When Aydan Decker-Petty looks back on attending IU baseball games at Bart Kaufman Field a few years ago, one specific thought pops into his mind.
“I just remember them winning,” Decker-Petty said.
Decker-Petty, a right-handed pitcher and rising junior at New Castle High School, verbally committed to the IU baseball team Monday night on Twitter. Decker-Petty, who stands 6-feet 5-inches and weighs 170 pounds, is the No. 4 player in the state of Indiana and No. 270 nationally in the class of 2022, according to Prep Baseball Report.
Decker-Petty’s choice to attend IU runs deeper than just a winning culture.
Decker-Petty’s grandfather, who was his T-ball coach, loves the Hoosiers.
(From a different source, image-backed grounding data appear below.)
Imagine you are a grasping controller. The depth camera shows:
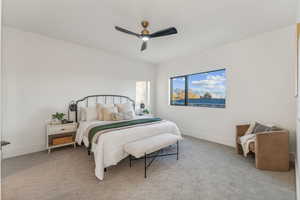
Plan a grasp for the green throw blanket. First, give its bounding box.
[89,118,161,149]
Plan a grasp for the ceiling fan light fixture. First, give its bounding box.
[142,36,149,41]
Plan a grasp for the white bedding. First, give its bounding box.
[76,116,181,180]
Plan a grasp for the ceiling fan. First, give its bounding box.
[115,21,177,51]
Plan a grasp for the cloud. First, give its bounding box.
[191,74,226,98]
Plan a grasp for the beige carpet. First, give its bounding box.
[2,137,296,200]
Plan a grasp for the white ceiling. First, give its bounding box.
[3,0,297,63]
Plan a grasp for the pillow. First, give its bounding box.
[96,103,114,121]
[116,102,135,116]
[112,111,134,121]
[102,107,118,121]
[80,107,98,121]
[245,122,256,135]
[247,122,280,134]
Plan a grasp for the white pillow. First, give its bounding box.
[112,111,134,121]
[116,102,135,117]
[96,103,115,121]
[80,107,98,121]
[102,107,118,121]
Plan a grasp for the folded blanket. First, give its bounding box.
[88,118,162,149]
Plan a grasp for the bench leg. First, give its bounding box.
[176,140,179,160]
[144,153,147,178]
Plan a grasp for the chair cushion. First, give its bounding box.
[124,133,181,158]
[249,142,255,153]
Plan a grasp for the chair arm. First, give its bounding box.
[235,124,250,141]
[255,130,289,171]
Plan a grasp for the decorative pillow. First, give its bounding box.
[112,112,124,121]
[102,107,118,121]
[252,122,281,134]
[245,122,256,135]
[116,102,135,116]
[80,107,98,121]
[112,111,134,121]
[96,103,114,121]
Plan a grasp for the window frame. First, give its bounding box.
[169,68,227,108]
[170,75,187,106]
Decker-Petty's brother, who has coached him since he was 7- or 8-years-old, is an IU graduate. As a kid, Decker-Petty and his family would make the trip to Bloomington to watch games in the electric atmosphere of Assembly Hall.
Naturally, as he grew up, cream and crimson became prevalent in his life. As Decker-Petty turned into a budding prospect on the diamond, his Hoosier origins paid off for the IU baseball program.
“It’s the place for me,” Decker-Petty said.
As a freshman in high school, Decker-Petty was already 6 feet 3 inches tall and his fastball was registering at 80-81 miles per hour.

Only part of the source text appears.